Interesting piece at Machinist on Comcast’s underhanded attempts to shape network traffic by blocking certain kinds of customer-generated traffic without their knowledge. Accessing a given, non-copyrighted resource such as the King James Bible via BitTorrent from a Comcast-connected computer may fail, while accessing the same file from a non-Comcast host may work fine. What’s going on? Comcast is apparently running bots on its network that masquerade as P2P client machines, which send false “hang up” messages to both ends of a P2P communication. In other words, Comcast is not treating all network traffic equally – they’re controlling and managing the activities of their users however they see fit – and they’re doing it without letting their users know. This sums up the paradoxical position that providers like Comcast are in:
Providers … have an incentive to reduce peer-to-peer traffic on their networks. But they can’t do so openly because, remember, a lot of people only pay for services like Comcast in order to use peer-to-peer programs.
If consumers ever needed a clear example of why we need net neutrality written into law, they need look no further. The free market isn’t going to shake this out – not when you’re dealing with things like cable companies and their virtual monopolies.
Music: Cibelle :: Train Station
anything inthe service contract that addresses this?
According to the article, apparently not – they’re silent on it.
BTW, just went through multi-visit hell with them, trying to get a multi-tuner digital cable card working in Series 3 Tivo.
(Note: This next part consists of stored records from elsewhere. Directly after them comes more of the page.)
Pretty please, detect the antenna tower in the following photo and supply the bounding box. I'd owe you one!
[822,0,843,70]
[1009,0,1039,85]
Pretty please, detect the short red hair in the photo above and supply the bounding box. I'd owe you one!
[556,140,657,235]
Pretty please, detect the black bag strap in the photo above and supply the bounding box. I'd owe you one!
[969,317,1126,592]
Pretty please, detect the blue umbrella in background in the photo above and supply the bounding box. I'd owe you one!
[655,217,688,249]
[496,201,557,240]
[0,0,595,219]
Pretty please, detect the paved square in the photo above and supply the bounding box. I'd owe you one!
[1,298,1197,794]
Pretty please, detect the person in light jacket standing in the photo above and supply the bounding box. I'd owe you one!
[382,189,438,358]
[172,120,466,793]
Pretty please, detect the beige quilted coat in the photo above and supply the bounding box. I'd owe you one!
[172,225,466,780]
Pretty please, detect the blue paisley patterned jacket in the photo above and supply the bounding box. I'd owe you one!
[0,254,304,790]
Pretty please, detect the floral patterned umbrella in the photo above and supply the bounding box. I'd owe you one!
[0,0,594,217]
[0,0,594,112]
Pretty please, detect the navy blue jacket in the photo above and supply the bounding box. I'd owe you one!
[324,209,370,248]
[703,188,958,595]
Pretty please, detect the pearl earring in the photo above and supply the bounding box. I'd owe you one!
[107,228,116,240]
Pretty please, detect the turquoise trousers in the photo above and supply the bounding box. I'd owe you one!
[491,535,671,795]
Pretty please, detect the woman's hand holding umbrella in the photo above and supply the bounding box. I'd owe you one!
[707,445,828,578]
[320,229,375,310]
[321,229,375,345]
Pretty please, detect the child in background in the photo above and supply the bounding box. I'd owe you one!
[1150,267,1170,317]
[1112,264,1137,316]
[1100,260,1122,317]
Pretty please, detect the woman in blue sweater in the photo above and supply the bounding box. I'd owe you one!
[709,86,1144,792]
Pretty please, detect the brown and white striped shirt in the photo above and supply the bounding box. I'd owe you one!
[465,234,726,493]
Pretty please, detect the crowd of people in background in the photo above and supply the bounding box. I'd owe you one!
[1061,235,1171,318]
The technicians are so narrow-focused (I had to explain the concept of tuners to the tech – she almost left the house with a single tuner card installed and then tried to tell me that it would “work fine” even though the tivo had a big message on it saying “Warning: You’ll only get one channel at once this way…” Kee-rist.
Getting ahold of them has been a nightmare, no hand knows what the other is doing… And in the midst of it all they’re trying to convince us to go with Comcast phone service as well. Which is tempting for the price, but given their lameness at communicating, doesn’t exactly make me feel warm and fuzzy.